U.S.-China Trade War: The New Long March - Title Image

U.S.-China Trade War: The New Long March

Beijing is preparing for a protracted standoff as the U.S.-China trade war ramps up.

May 23, 2019   |    By Scott Minerd, Global CIO

During the course of the last two years, we have consistently indicated that the course for the U.S. economy, along with risk assets and rates, was contingent on the impact of any unexpected exogenous events, most likely from overseas. Of all the exogenous events that could possibly derail our long-term economic and market outlook, a full-blown trade war with China is closest to being realized. Just a few weeks ago, Washington and Beijing appeared to be close to an agreement. The subsequent breakdown in talks and tit-for-tat tariff escalations have put the world’s two largest economies on a collision course to a full-scale trade war. The United States has announced an increase in tariffs on $200 billion of consumer and other goods from 10 percent to 25 percent, with threats of further tariffs to come.
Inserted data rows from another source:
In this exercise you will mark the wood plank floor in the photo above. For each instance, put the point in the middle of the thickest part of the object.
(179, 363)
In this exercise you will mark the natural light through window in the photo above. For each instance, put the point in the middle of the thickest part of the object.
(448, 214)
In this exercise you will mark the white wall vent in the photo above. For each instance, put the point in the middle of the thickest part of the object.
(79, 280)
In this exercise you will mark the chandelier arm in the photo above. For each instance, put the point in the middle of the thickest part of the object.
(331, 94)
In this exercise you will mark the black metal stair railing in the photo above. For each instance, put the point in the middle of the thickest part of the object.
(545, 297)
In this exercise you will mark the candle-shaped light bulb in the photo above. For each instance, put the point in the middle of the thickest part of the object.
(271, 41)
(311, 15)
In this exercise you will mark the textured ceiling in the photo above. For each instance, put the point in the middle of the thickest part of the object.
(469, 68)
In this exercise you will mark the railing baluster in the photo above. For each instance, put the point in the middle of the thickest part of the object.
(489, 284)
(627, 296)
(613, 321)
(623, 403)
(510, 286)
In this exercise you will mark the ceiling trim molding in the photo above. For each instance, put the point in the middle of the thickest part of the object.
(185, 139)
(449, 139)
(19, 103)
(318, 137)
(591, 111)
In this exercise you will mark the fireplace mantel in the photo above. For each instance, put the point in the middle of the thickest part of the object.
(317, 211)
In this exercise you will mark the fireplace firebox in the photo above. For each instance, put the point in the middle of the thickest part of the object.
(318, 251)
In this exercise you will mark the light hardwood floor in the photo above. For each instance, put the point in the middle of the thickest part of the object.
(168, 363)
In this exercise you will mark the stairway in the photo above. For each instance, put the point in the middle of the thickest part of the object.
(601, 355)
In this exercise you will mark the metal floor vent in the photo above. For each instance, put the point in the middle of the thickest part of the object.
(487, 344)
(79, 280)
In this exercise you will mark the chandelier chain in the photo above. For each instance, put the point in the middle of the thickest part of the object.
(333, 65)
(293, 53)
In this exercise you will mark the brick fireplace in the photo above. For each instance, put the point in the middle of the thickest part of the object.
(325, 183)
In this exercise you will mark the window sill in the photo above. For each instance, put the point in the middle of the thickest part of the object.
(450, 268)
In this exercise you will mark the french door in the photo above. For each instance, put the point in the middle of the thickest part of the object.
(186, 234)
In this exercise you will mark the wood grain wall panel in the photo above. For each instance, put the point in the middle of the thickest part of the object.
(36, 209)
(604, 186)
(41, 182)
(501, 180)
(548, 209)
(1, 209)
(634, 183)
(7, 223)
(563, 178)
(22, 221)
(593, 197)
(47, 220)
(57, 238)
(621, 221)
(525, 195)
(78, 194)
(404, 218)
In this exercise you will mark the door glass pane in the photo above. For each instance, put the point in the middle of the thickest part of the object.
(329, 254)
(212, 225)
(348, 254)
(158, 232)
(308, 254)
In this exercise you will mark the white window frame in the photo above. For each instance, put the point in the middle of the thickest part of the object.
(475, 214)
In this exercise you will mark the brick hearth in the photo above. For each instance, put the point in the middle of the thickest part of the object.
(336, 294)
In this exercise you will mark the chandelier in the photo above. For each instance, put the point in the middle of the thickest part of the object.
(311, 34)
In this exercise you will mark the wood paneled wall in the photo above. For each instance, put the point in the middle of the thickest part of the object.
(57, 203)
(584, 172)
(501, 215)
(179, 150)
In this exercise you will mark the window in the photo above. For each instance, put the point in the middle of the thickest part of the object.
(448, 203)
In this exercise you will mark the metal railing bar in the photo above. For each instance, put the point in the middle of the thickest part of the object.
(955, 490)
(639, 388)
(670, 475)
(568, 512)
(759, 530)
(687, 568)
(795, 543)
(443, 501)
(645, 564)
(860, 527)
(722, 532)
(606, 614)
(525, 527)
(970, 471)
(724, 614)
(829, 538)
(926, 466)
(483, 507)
China followed suit with its own schedule of increased tariffs on $60 billion of American-made products.


Scott Minerd explains on Bloomberg TV why tariffs have historically been bad for markets.

Given the limited historical precedent, it is difficult to predict if this face-off will continue long term or be resolved quickly. By all reports, neither the Chinese nor the Trump administration seem prepared to blink, but rather than rely on the press for insight, we decided to do some of our own digging. We recently talked to several China-based portfolio managers and a supply chain manager to learn more about the U.S.-China standoff. The main takeaway from our notes below: The Chinese are buckling up for a long ride.

The consequences of a protracted trade war are manifold. The economic impact includes a drag on economic growth, import price inflation which will allow U.S. domestic and other foreign policy makers to raise prices, and the knock-on effects to other trading partners as the shuffle begins to find new sources and markets for different products. Researchers at the New York Fed have determined that the new round of tariffs on Chinese products will cost the typical American household an additional $831 per year. Trade barriers between the world’s economic superpowers will slow global growth and put political pressure on all affected governments, stoking increasing nationalism and protectionism overseas while increasing inflation and reducing living standards at home.

The investment implications of a protracted trade war are still playing out. We have seen how sensitive markets have been to the trade news, with a strong risk-off bias resulting from adverse developments in the fourth quarter. While volatility will continue, there is no indication that the Chinese will attempt to liquidate their large holdings of U.S. Treasury securities. To do so would only drive down the value of the dollar, which would run counter to Beijing’s desire for a weaker yuan. There is also no imminent change to monetary policy from the Federal Reserve as a result of trade saber-rattling, but if the financial markets begin to spiral out of control because of tariffs, then we could see a repeat of 1998, when the Fed eased as a result of the Asian financial crisis. With neither side apparently willing to step back from the brink, investors should be discounting a higher probability for a drawn-out fight.

At this point I have to pause and consider current facts and wonder why risk assets continue to hold up under the looming risk of a full-scale trade war. I am struck by the recent statement by Xi Jinping during his domestic tour to Jiangxi, a remote location where Deng Xiaoping began the Long March during the Chinese civil war with the Nationalist Party government.

“We are here at the starting point of the Long March to remember the time when the Red Army began its journey,” Xi said in his speech. “We are now embarking on a new Long March, and we must start all over again.” The Long March lasted for over one year while the armies of Mao Zedong regrouped and ultimately won the war.

The conclusions are obvious. Unless the current trajectory is quickly changed, the Chinese are digging in for a long fight. The cost to the United States will be high; the cost to the Chinese will be higher. The only question is who will endure and be the most innovative in this battle of wills. As I have written before in “No One Wins a Trade War,” the short-term costs are likely to outweigh the long-term benefits regardless of who “wins.

In the meantime, sovereign bond yields around the world are sending an ominous message, which investors in risk assets ignore at great peril. Their demise is near unless men succumb to the “better angels of our nature.” Those words were Abraham Lincoln’s appeal in March of 1861, warning of the looming Civil War. Lincoln’s warnings fell on deaf ears, and today I fear that my recent warnings are receiving the same fate. In the words of Winston Churchill: “Now this is not the end. It is not even the beginning of the end. But it is, perhaps, the end of the beginning.” Let us take Churchill’s words to heart.

The time has come. The war is at hand.